После не могли догадаться, как это удалось ему, худощавому и слабому, так долго бороться с огромным коногоном, но это был удачный удар, от которого несколько ослабел, а главное - опешил Божок и окреп Матинцев.
Когда-то, еще студентом, он усердно занимался гимнастикой, и, как ненужное знание, лежала в нем добытая тогда сообразительность тела теперь она вспыхнула. И еще раз удалось по рукам ударить Божка, когда он подымался, так что выпал поднятый им револьвер. Ослепленно освирепелый Божок кинулся на хрупкого инженера, чтобы сразу смять, но Матийцев отбросился за этажерку с книгами и толкнул ее в сторону Божка. Затопленный книгами и упавший на этажерку, так что все сломанное захрустело под ним, Божок бормотнул, снова опешив: "Ишь сволочь паршивый!", а Матийцев успел крикнуть в окно: "Эй, ре-ежут! Э-эй..." К окну же и подвинулся он - может быть, удастся выпрыгнуть задом (двери обе он притворил плотно, а одну даже запер, только забыл теперь, какую именно, и обеих боялся). Не сводил глаз с Божка, Божок тоже неожиданно быстро вскочив, стоял перед ним, вытянув голову и растопыря руки... Было жутко, что никто не шел... Кто-то должен был сорваться откуда-то, прибежать, запыхавшись, и спасти... Глядел на огромного Божка, боясь пропустить хоть одно движение, а сам коротко вскрикивал: "Эй!.. эй!.. эй!.." Старался вспомнить какое-то слово, которое надо кричать, и не мог, но его выкрикнула в соседнее окно Дарьюшка, разбуженная стуком, и Матийцеву показалось, что он уже спасен, когда услышал это пронзительное "Карау-ул!"

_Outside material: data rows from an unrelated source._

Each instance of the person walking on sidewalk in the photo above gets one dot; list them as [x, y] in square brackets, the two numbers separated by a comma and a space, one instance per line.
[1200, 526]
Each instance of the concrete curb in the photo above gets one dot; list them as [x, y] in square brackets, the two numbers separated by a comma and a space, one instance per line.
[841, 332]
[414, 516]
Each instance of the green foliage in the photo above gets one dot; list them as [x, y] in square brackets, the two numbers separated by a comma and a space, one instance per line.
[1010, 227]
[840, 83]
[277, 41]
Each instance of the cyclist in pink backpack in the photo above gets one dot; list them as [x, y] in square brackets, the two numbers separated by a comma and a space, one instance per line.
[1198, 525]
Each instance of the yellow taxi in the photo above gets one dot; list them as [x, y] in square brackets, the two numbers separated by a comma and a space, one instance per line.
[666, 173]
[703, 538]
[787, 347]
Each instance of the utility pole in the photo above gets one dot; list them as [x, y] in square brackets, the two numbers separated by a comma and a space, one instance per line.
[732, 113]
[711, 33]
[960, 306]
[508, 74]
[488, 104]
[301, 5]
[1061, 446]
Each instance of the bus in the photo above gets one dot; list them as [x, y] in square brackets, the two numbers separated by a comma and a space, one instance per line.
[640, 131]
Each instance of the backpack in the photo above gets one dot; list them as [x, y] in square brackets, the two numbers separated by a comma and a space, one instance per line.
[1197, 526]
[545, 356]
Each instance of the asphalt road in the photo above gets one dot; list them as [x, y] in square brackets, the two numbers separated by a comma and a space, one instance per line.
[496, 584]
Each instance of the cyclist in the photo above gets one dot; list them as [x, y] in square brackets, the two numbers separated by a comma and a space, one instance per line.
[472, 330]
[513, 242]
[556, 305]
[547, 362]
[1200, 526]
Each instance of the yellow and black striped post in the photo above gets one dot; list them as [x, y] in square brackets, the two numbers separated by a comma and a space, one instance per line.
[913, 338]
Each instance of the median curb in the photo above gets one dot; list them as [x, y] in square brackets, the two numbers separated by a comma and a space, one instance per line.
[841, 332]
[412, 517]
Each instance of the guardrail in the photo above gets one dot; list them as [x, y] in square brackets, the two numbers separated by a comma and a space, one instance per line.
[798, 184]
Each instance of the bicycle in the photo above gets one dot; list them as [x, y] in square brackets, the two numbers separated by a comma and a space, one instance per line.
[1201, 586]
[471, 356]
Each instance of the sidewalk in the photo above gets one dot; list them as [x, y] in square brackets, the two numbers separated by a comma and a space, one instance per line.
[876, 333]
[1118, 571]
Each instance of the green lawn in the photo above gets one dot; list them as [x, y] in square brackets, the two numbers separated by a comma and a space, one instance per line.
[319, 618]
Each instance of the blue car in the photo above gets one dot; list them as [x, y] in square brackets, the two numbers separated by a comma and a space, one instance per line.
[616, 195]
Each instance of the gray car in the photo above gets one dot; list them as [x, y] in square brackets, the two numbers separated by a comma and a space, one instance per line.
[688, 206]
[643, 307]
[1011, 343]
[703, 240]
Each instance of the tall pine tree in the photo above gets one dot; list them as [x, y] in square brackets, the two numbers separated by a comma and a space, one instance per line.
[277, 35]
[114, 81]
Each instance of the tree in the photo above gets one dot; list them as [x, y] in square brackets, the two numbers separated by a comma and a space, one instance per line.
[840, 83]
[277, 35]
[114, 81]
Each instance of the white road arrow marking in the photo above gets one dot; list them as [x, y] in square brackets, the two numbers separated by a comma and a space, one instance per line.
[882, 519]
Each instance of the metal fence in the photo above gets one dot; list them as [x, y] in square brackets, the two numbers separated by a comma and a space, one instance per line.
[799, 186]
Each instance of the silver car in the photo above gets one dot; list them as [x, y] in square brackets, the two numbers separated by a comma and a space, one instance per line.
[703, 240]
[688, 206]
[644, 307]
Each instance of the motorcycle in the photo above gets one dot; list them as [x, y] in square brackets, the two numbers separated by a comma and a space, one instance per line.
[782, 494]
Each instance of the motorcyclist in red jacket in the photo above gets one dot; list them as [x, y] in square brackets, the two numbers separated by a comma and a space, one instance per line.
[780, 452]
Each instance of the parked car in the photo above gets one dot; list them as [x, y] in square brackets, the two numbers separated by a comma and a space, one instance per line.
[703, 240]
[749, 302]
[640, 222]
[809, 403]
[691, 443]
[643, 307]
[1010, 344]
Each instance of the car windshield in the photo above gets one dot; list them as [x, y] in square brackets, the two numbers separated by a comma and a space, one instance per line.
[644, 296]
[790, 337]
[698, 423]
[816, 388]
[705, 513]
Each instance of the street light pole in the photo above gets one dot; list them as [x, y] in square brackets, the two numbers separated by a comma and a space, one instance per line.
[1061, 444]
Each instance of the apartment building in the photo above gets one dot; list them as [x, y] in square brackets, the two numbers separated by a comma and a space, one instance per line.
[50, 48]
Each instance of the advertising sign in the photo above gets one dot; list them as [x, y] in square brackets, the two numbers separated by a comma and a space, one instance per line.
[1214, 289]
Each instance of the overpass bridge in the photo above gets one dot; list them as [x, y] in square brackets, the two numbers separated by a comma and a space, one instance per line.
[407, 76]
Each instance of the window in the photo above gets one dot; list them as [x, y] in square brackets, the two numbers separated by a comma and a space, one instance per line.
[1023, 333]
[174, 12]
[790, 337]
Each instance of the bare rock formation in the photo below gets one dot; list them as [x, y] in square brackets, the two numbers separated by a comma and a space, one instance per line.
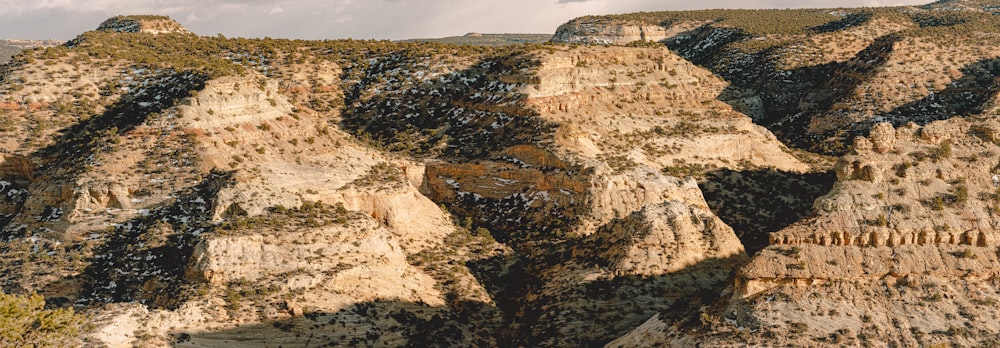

Божок пододвинулся к нему медленно, приподняв руки, чтобы схватить стул. У Матийцева холодная судорога готова была начаться. Но вот рванул Божок, и только сломанная ножка осталась в руке Матийцева. Он знал, что так и будет, и хотел было воспользоваться этим мигом, чтобы подброситься на подоконник и выпрыгнуть, а Божок, сопя, в окне уже поймал его жесткой лапой за колено и сдернул на пол... Он навалился на него, дыша тяжело, и бормотал, довольно кряхтя: "Ага, сволочь паршивый!..", и, должно быть, ткнул в лицо, потому что вдруг стало солоно во рту, и верхний клык вонзился в нижнюю губу, - рот забряк сразу, нельзя было разжать.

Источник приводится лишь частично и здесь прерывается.